Ursula Le Guin. She and Wolk split the $600 they earned for teaching a SF writing course in 1975.
Not that the writer eclipsed the academic. Call it an amalgamation. I began to ask my science fiction students to do the variations, as well as write their own story at term’s end. It was a small step to open that door even wider. The Parable of You has three of those early stories: “The Interview,” “The Minkfarm,” and “Borges, A Reading.” A few years later I found myself writing a story which became Chapter One of my first novel, Adventures in the Fur Trade, which has never been published, but came close. My third novel, written in the early 90s, is, with small changes, Abraham Lincoln, A Novel Life, which was published by Ooligan Press in 2004. As of now, I’ve completed fourteen novels, all of which I enjoyed writing. The three Lincoln novels ended up being published with Ooligan, though they were written about seven years apart.
Dan DeWeese: One of the things I admire about you is your openness about your process, and the joy you take in the simple act of writing.
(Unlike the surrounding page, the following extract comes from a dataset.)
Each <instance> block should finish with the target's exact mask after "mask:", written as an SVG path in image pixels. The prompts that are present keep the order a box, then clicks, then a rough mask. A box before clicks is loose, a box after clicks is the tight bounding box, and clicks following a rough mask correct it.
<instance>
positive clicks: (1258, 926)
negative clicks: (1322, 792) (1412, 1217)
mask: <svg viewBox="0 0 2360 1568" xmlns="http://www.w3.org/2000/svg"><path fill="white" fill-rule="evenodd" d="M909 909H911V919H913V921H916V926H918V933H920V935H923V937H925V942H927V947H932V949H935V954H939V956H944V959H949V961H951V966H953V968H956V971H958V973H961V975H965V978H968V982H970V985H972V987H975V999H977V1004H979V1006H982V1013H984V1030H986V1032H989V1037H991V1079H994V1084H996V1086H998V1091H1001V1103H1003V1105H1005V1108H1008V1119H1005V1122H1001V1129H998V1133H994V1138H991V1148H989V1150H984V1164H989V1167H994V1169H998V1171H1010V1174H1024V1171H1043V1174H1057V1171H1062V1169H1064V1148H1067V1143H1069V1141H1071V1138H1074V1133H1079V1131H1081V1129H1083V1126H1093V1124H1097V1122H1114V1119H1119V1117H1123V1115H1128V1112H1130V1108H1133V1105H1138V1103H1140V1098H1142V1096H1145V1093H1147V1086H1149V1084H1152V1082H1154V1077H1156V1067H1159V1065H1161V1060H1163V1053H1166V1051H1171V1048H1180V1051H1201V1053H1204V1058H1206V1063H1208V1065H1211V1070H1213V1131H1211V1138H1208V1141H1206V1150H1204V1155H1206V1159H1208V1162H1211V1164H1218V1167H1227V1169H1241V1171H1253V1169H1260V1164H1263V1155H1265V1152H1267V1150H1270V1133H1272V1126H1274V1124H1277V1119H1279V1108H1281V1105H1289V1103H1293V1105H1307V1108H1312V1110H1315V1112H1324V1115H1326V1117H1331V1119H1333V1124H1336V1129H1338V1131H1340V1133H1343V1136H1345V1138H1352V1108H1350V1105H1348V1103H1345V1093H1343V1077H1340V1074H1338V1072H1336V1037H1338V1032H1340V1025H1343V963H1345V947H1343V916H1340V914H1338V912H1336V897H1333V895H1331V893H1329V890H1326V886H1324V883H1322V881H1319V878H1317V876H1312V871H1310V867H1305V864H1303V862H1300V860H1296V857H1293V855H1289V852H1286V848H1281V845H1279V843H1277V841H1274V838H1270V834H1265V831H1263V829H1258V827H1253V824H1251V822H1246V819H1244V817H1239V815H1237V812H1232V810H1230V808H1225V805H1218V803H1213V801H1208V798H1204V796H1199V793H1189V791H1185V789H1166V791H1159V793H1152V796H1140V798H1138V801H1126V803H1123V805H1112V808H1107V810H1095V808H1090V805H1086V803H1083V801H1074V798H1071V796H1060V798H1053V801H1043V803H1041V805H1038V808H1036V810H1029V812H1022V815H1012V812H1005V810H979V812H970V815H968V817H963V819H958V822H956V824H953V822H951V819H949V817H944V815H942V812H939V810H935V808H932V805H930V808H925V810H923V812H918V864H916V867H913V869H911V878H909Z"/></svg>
I know plenty of writers—and maybe everyone is like this, to a great or lesser extent—who, if they wrote a novel and it wasn’t formally published, would feel maybe they shouldn’t think about that project anymore. One of the reasons I asked to see your stories was that I knew, from talking with you over the years, that you have all sorts of material, published and unpublished, and you maintain an enthusiasm and interest in all of it. You’re very committed to the dailiness of writing, and of enjoying it.
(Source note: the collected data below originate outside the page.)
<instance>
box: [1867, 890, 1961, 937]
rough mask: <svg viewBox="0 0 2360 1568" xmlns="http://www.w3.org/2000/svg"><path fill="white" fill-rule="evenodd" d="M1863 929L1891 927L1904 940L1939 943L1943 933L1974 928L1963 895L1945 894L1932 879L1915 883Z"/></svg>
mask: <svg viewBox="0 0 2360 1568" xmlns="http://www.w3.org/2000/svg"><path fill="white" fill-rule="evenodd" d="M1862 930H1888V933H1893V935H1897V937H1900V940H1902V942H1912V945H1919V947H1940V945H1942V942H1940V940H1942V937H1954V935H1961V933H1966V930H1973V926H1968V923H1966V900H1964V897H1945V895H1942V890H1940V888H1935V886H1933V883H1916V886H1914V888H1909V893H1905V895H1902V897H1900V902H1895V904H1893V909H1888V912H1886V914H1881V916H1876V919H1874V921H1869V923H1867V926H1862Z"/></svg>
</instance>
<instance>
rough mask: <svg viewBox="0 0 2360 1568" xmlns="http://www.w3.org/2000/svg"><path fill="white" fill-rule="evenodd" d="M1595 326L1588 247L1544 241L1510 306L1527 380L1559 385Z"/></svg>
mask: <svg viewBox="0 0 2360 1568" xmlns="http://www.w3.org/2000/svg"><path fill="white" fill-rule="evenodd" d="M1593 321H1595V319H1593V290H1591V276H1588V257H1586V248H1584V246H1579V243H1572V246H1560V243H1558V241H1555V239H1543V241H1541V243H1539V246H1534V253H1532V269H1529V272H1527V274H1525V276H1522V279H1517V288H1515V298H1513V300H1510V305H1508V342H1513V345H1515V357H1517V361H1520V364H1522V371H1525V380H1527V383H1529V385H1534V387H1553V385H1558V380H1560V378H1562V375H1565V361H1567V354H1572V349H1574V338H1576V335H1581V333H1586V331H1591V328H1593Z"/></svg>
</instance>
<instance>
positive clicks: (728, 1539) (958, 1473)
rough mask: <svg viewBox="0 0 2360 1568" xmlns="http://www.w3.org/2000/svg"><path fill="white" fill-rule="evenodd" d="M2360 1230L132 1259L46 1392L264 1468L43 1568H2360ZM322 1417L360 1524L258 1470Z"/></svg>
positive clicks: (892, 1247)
Tony Wolk: William Stafford says, “For a real writer there are three main ways: morning, afternoon, evening.” That’s from Crossing Unmarked Snow: Further Views on the Writer’s Vocation. Stafford did that every day for fifty years. It helps that I write along with my students in writing response groups, which may meet twice a week or every other week or both. My rule is: I can’t show up without having written. It may be well past midnight when I read and responded to the last student paper, and I still haven’t written. Fair enough—take a shower, hope for a couple of lines. Then write. It may be a notion for a story. Often it leads to the next scene from whichever novel I’m working on. I don’t have the leisure to say I don’t know what to write. William Stafford again to the rescue: Just lower your standards. Do I regret not writing for those in-between years, 1958-1975, grad student years, early teaching years? Depends what you mean by writing. I wrote a zillion words in the margins of student papers, I wrote academic articles where I allowed myself to play with words á la Wittgenstein, even to fantasize a linguistics professor who becomes enraged at the American Heritage Dictionary and its Usage Panel—that was in 1969. At the end of the article he’s wearing a strait-jacket and howling like a coyote as he’s dragged along a hospital corridor. Years later, Richard Ohmann told me how the editors at College English themselves were howling as they read it aloud—alas, they asked me to tone it down. No, I don’t regret that I didn’t carry on. What I celebrate is that at a later age, my late 70s, I’m still writing and teaching. It’s all been grist for the mill.